His brow remained creased, but he relaxed his hands and knelt by our bed.
“One bottle of wine.” I coughed, running quaking fingers through my knotted hair. “If I have a seizure, I could die.”
“Jesus Christ, Gray,” Paul whispered, stroking my wet cheek with the back of his hand. “What the hell is wrong with you? What are you running away from?”
I began to shake all over. Maybe from my hangover, maybe from fear, probably an unhealthy mixture of both—but I didn’t answer his question.
He stood, collecting his car keys off the dresser. “One bottle,” he relented. “You’re not going to the hospital, I promise,” he said with a small smile. I strained to take it for genuine caring, but I knew that the thought of an emergency room visit—and the publicity it’d invite—had been the real motivator.
As he left our home for the liquor store, I lay back on my satin pillow. The shaking stopped. My body still ached and an invisible vise tightened around my skull, but the trembling had vanished in an instant.
The answer to his question had been simple.
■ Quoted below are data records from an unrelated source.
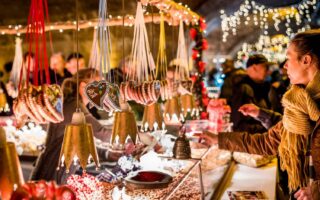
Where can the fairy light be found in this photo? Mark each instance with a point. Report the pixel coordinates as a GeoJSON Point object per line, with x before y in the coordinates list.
{"type": "Point", "coordinates": [249, 10]}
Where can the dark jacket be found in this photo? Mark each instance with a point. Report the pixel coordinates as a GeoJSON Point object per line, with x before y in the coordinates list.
{"type": "Point", "coordinates": [267, 144]}
{"type": "Point", "coordinates": [227, 87]}
{"type": "Point", "coordinates": [47, 162]}
{"type": "Point", "coordinates": [247, 91]}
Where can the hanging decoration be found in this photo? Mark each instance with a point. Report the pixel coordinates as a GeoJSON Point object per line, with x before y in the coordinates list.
{"type": "Point", "coordinates": [260, 15]}
{"type": "Point", "coordinates": [141, 85]}
{"type": "Point", "coordinates": [40, 101]}
{"type": "Point", "coordinates": [174, 12]}
{"type": "Point", "coordinates": [199, 89]}
{"type": "Point", "coordinates": [124, 126]}
{"type": "Point", "coordinates": [104, 95]}
{"type": "Point", "coordinates": [152, 117]}
{"type": "Point", "coordinates": [10, 170]}
{"type": "Point", "coordinates": [78, 144]}
{"type": "Point", "coordinates": [161, 67]}
{"type": "Point", "coordinates": [274, 48]}
{"type": "Point", "coordinates": [94, 60]}
{"type": "Point", "coordinates": [16, 66]}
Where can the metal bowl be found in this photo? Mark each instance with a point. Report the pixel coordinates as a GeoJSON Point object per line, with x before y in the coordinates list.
{"type": "Point", "coordinates": [148, 180]}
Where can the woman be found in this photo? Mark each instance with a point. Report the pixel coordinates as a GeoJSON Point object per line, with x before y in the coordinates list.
{"type": "Point", "coordinates": [47, 162]}
{"type": "Point", "coordinates": [298, 131]}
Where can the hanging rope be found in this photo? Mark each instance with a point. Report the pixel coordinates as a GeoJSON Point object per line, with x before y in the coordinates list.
{"type": "Point", "coordinates": [162, 57]}
{"type": "Point", "coordinates": [182, 70]}
{"type": "Point", "coordinates": [142, 66]}
{"type": "Point", "coordinates": [77, 46]}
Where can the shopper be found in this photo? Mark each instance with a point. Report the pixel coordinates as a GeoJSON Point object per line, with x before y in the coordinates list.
{"type": "Point", "coordinates": [299, 126]}
{"type": "Point", "coordinates": [230, 72]}
{"type": "Point", "coordinates": [250, 88]}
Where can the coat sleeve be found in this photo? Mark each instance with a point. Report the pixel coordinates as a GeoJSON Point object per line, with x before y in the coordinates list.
{"type": "Point", "coordinates": [263, 144]}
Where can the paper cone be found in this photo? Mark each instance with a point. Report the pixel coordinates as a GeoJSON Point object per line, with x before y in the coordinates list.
{"type": "Point", "coordinates": [152, 118]}
{"type": "Point", "coordinates": [188, 105]}
{"type": "Point", "coordinates": [172, 111]}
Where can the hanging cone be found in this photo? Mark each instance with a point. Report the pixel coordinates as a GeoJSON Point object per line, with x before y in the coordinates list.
{"type": "Point", "coordinates": [10, 170]}
{"type": "Point", "coordinates": [188, 105]}
{"type": "Point", "coordinates": [124, 125]}
{"type": "Point", "coordinates": [152, 118]}
{"type": "Point", "coordinates": [172, 111]}
{"type": "Point", "coordinates": [78, 143]}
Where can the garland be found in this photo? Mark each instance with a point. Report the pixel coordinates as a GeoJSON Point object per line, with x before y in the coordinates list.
{"type": "Point", "coordinates": [201, 44]}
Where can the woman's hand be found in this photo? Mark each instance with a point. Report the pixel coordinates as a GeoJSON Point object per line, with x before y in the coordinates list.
{"type": "Point", "coordinates": [209, 138]}
{"type": "Point", "coordinates": [250, 110]}
{"type": "Point", "coordinates": [304, 194]}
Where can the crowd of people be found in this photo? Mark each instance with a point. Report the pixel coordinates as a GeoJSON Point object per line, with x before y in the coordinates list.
{"type": "Point", "coordinates": [281, 118]}
{"type": "Point", "coordinates": [277, 118]}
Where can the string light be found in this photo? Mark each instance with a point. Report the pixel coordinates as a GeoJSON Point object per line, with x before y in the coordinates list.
{"type": "Point", "coordinates": [174, 12]}
{"type": "Point", "coordinates": [261, 15]}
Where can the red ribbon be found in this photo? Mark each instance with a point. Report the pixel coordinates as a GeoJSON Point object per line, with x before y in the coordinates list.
{"type": "Point", "coordinates": [36, 39]}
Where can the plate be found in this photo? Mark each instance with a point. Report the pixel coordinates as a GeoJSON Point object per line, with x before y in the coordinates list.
{"type": "Point", "coordinates": [91, 168]}
{"type": "Point", "coordinates": [148, 180]}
Perhaps the most obvious thing in my life. Myself. I was runni
ng away from myself.
* * *
When I opened my eyes, I only heard stillness. I wiped my sticking eyelids and daylight broke through. My cheeks stung. They felt creased from lying motionless across crinkled sheets for hours. Hours.
I’d slept! I sprang for my phone. Ten fifteen AM. I didn’t care what time I’d finally drifted off. It no longer mattered. It could’ve been three in the morning, and I’d have still slept for seven whole hours.
And then I saw the missed call. “Unknown” at 4:28 AM. And the voicemail.
Annie.
Scrambling, I input my PIN and held my breath as I waited for the message to start. Should I be happy? Or terrified? She’d finally reached out again like she said she would. But why call so early? Here I was sleeping away while vital information waited in my phone’s mailbox.
Her voice was a near whisper. Lower than last time. “Hello, Gray. It’s me. It’s Annie. I’m sorry to call at such a crazy hour, but I still want to talk to you about Paul. If it’s possible, I’d like to meet with you.”
My heart pounded in my chest as adrenaline bolted outwards through my arms and legs. Annie wanted to meet me.
“Some place private. What I have to say is very…” she hesitated, “sensitive.”
I wasn’t sure what to think of that. Sensitive meant risky for Paul. But if taking unnecessary risks on Paul’s behalf was something this woman was worried over, that likely meant Paul was okay.
Annie continued, “The bistro on Oleander Avenue. The Italian place. Meet me there this afternoon at one thirty. Come alone. Don’t notify anyone. Not your family and certainly not the police.” Her voice lowered even further. I could barely make out what she said next. “This is incredibly sensitive, Gray. No one can know, or everything could be ruined. Paul’s future bid. Everything.” The message ended with a click as Annie hung up.
Annie was in Elizabeth, and I was going to meet her. My worst fears began to erode as I reasoned through her message. She wasn’t his mistress. She wasn’t Paul’s Annie. If she was, she’d have no reason to meet with me. And if she was afraid of harming Paul with whatever information she had, then Paul had to be alive. At least for now.